Глаза у него были умные и печальные, как у человека битого жизнью.
Он подолгу ждал ее дома, застыв у окна будто статуя. При этом он неотрывно смотрел на узенькую дорожку, ведущую к дому, откуда она должна была появиться. Уши его нервно вздрагивали, пытаясь уловить знакомый стук ее каблучков, а ноздри старались уловить столь желанный запах.
В глазах его царили Надежда и Страх! Только Надежда и Страх и ничего больше! Он одновременно и надеялся что вот-вот увидит ее и в то же время смертельно боялся, что она больше никогда не придет .
Наконец не выдержав, он бежал на старую автобусную станцию, где искал ее повсюду.
Он искал ее глазами в закусочных, где она часто сидела со своими товарками. Если она была там, то он бросался к ней со счастливым лаем.
А если ее там не было, он , не обращая ни малейшего внимания на призывные запахи жаренного мяса , устремлялся к ней, на ее рабочее место. Оно было постоянным, ее рабочее место- между проезжей частью, и грязным уродливым забором, скрывавшим от посторонних глаз еще большие уродство и грязь. На фоне забора она казалась тенью или призраком, живущим в каком-то своем, неведомом мире.
Его любовь к ней была совершенно безнадежна, потому что она любила только Герыча и ради него была готова на все.
Именно на Герыча она тратила все свои деньги, питаясь чем попало и ночуя в однокомнатной хибаре в одной из самых жутких трущоб южного Тель-Авива.
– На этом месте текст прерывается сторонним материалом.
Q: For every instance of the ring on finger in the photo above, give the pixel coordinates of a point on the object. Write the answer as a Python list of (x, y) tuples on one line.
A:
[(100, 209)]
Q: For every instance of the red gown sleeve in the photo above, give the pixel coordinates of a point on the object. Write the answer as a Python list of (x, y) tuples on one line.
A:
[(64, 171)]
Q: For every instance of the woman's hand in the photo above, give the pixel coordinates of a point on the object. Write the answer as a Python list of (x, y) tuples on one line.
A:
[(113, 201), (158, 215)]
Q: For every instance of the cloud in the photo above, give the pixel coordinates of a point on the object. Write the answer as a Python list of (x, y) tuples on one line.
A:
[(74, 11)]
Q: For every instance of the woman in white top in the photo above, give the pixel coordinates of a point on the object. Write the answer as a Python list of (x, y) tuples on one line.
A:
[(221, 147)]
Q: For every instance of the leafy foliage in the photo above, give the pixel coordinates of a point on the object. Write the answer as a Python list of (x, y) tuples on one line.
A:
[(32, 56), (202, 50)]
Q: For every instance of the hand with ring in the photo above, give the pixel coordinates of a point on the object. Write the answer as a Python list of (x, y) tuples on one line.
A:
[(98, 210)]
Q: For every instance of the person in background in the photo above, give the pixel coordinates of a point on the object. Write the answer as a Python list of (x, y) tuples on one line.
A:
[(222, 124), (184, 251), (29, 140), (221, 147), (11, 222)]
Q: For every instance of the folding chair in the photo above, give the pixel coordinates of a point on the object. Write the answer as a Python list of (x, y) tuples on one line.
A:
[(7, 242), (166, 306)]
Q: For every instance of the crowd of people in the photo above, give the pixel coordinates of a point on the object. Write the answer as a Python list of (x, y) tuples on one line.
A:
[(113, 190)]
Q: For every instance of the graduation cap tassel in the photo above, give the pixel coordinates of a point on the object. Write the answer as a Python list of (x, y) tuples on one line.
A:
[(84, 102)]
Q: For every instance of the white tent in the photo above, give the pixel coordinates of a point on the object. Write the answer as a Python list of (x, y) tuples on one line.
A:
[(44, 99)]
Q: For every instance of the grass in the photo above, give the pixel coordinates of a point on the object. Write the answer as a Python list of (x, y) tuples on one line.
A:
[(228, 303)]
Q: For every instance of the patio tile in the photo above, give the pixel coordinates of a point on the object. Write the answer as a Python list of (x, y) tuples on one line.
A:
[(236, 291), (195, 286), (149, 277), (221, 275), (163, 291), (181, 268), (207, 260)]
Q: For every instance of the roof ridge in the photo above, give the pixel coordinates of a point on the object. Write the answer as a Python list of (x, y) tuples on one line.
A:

Герыч и "работа" отнимали все ее силы и Ему не оставалось ничего: ни любви, ни ласки, ни тепла, ни даже внимания.
Но он был всегда рядом, самоотверженно защищая ее сон от подлых и наглых крыс, пытавшихся захватить ее убежище, и грозно рычал при малейшем шорохе возле ее двери.
Он пытался согреть ее своим теплом, когда ее трясло как в лихорадке от тоски по Герычу, и печально смотрел на ее лицо с застывшей полуулыбкой после вожделенной дозы.
Что он в ней нашел?
Она была совсем не похожа на Мадонну- уже немолодая, с изуродованным пороком лицом и изможденным телом.
И тем не менее, его горячее собачье сердце принадлежало только ей, ей одной- старой, уродливой, обреченной наркоманке.
Он не мог ни спасти ее, ни помочь ей.
Он был лишь беззаветно предан ей. Предан так, как может быть предано только собачье сердце.